Keyboard shortcuts

Press or to navigate between chapters

Press S or / to search in the book

Press ? to show this help

Press Esc to hide this help

Schema Overview

The unified schema defines the structure of every election record at every pipeline layer. A single record represents one candidate’s (or one ballot measure choice’s) vote count in one geographic unit for one contest. All sources — MEDSL, NC SBE, OpenElections, VEST, Clarity — are normalized into this schema at L1. Subsequent layers (L2–L4) add fields but never remove them.

A record has six sections: election, jurisdiction, contest, results, turnout, source, and provenance. Not every field is populated for every record. Fields that the source does not provide are null, not inferred.


Election

Identifies which election this record belongs to.

FieldTypeDescriptionExample
datedateElection date (ISO 8601)2022-11-08
yearintegerElection year, derived from date2022
typeElectionTypeGeneral, primary, runoff, special, etc.General
stagestringSource-provided stage codeGEN
specialbooleanWhether this is a special electionfalse
certification_statusstringCertified, unofficial, or unknowncertified

The type field is an enum — see Enumerations Reference. The stage field preserves the raw source value (MEDSL uses GEN/PRI/RUN; NC SBE does not have a stage column). The certification_status field reflects whether the source data represents certified results. NC SBE and MEDSL publish certified data.
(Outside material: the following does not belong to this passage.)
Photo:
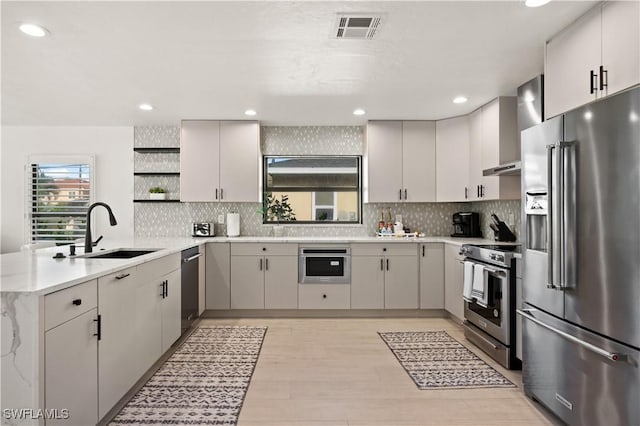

Clarity publishes unofficial election night results that may be updated.


Jurisdiction

Identifies the geographic unit where votes were counted.

FieldTypeDescriptionExample
statestringFull state nameNorth Carolina
state_postringTwo-letter postal codeNC
state_fipsstringTwo-digit state FIPS code37
countystringCounty name (may be null for statewide)Wake
county_fipsstringFive-digit county FIPS code37183
precinctstringPrecinct name or code from the source01-01
precinct_codestringNumeric precinct code (NC SBE only)0101
jurisdiction_namestringJurisdiction name from MEDSLWAKE
jurisdiction_fipsstringJurisdiction FIPS from MEDSL37183
ocd_idstringOpen Civic Data identifier (when available)ocd-division/country:us/state:nc/county:wake
levelJurisdictionLevelGeographic granularity of this recordPrecinct

The county_fips field is the primary geographic join key across sources. It is enriched from Census FIPS reference files at L1 when the source provides a county name but no code. The ocd_id field is populated when a mapping exists; it is null for most records today.

The level field indicates what geographic unit this row represents. Most records are Precinct. Some sources provide only county-level aggregates (County). VEST data with precinct boundaries is Precinct with accompanying geometry.


Contest

Describes the race or ballot measure.

FieldTypeDescriptionExample
kindContestKindCandidateRace, BallotMeasure, or TurnoutMetadataCandidateRace
raw_namestringContest name exactly as it appears in the sourceCABARRUS COUNTY SCHOOLS BOARD OF EDUCATION
normalized_namestringCleaned contest name (L1+)Cabarrus County Schools Board of Education
office_levelOfficeLevelFederal, state, county, municipal, etc.County
office_categoryOfficeCategoryExecutive, legislative, judicial, school board, etc.SchoolBoard
districtstringDistrict number or name (blank if at-large)DISTRICT 02
dataversestringMEDSL’s race level tag (blank for local)``
classifier_methodClassifierMethodHow office_level and office_category were assignedKeyword
vote_forintegerMaximum number of candidates a voter may select1
magnitudeintegerNumber of seats being filled3
is_retentionbooleanWhether this is a judicial retention electionfalse

The kind field is an enum with three variants — see Contest Kinds. The distinction between CandidateRace, BallotMeasure, and TurnoutMetadata is determined at L1 based on the contest name and choice values.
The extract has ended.